I like this question, mostly because it is what I am boning up on right now for a lecture at the Ashokan seminar next week.
Work or strain hardening, as has already been said, is the result of plastic deformation due to slip. Slip is s shearing action that occurs across planes in the atomic lattices of metals. This shearing action can only occur along planes of the closest atomic packing.
Example: take a whole bunch of ping pong balls and glue them to 2 boards on a grid of 1" spacing. Now do the same with two boards at 2" spacing. Put the two 2" spaced, together ping-pong balls to ping pong balls and tilt the stack. You will have to go a very steep angle in order for the top board to slide. Repeat with the 1" spaced boards and you will not have to go near as far in your tilting to get "slip".
The tightest ping-pong ball atomic lattice was more susceptible to slip. Now we are going to get techy- when you heat steel to Ac1 (what SOME may call critical temp) the iron atoms will shift from a body centered cubic (bcc) configuration to a face centered cubic (fcc) configuration. bcc is less tightly packed than fcc which is close packed, this is why steel moves so much easier at proper forging temperature.
Now slip will most often occur at certain angles within these configurations, imagine this angle like 45 degrees, 0 degrees won't slip and 90 degrees won't slip.
Example: take a deck of cards, an object consisting of many planes upon which slip can occur and the deck will deform. Lay the cards flat and push straight down and nothing moves, set the deck on edge and push straight down and nothing moves, now set the deck at a 45 degree and push straight down and the deck easily changes shape.
Now the 45-degree thing is represented in tech talk by indices (Miller indices) relating to a 3 dimensional grid and then number that corresponds with the 45 in fcc is (1,1,1). In bcc metals, like iron at room temp, the (1,1,1) plane is not available due to the way the atoms are stacked so it is much harder to get things to move.
Let's complicate things even more, you may regret asking this question
. The theoretical force required for slip is much, much higher than what reality presents us with- does the math lie? No. Here is where the aforementioned "line" and "screw" defects come into play, mostly just the line one though. The actual term for these are "edge dislocations" in the atomic stacking and they are incomplete or half rows in the stack that creates distortions in the lattice. What this does is creates and easier avenue for slip. If you have a huge area rug that you wish to move across a rough floor trying to slide the whole thing will take a lot of force (the theoretical numbers), but if you create a wrinkle in the rug the whole thing can be moved just by pushing that wrinkle down the line, this is how edge dislocations make slip easier. Easier until....

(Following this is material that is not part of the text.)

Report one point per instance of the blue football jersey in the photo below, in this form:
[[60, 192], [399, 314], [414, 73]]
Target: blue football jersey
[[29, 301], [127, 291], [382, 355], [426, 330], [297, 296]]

Now we get to the heart of your question. When these edge dislocations meet an obstacle like a grain boundary, a serious lattice defect or a large substitional atom (like a big old chromium in the middle of all those irons) they start to pile up and you get a serious dislocation traffic jam. To add to this, the process of cold working continually creates more dislocations. Now as soon as you heat the steal above Ac1 all will be erased and the whole thing can start over on a clean slate, that is annealing)
Very simple explanation: Imagine cold working like a huge cube in your back yard that is made up of hundreds of smaller blocks. Pick a row of blocks, any row, in that cube and give it a push. They slide and misalign to the rest of the cube. Now keep pushing from different directions on different rows and eventually the half dislocations will start to multiply and interfere with each other. Soon it will get very difficult to find a row that is not tangled with another and if you keep pushing the block may come tumbling down!
This would be fracture in a metal that was pushed too far. If you were to reheat the metal it would be the same as setting all of the blocks in your cube back to the same straight and ordered stack you started with.
With extreme cold working the grains, that are not aligned to a plane that can slip, will deform in a process of deformation known as twinning (which I wont get into here) or until they rotate or align themselves in a direction that slip can occur. This will eventually result in most of the grains being elongated in the direction of working resulting in different properties in that direction than a direction perpendicular to it. That is, it will be less ductile and have higher strength along its length but if you were to cross section it and, check it the other way (perpendicular) you would find the opposite to be true. It cannot be stresses enough that
any heating approaching Ac1 will completely erase all of these effects.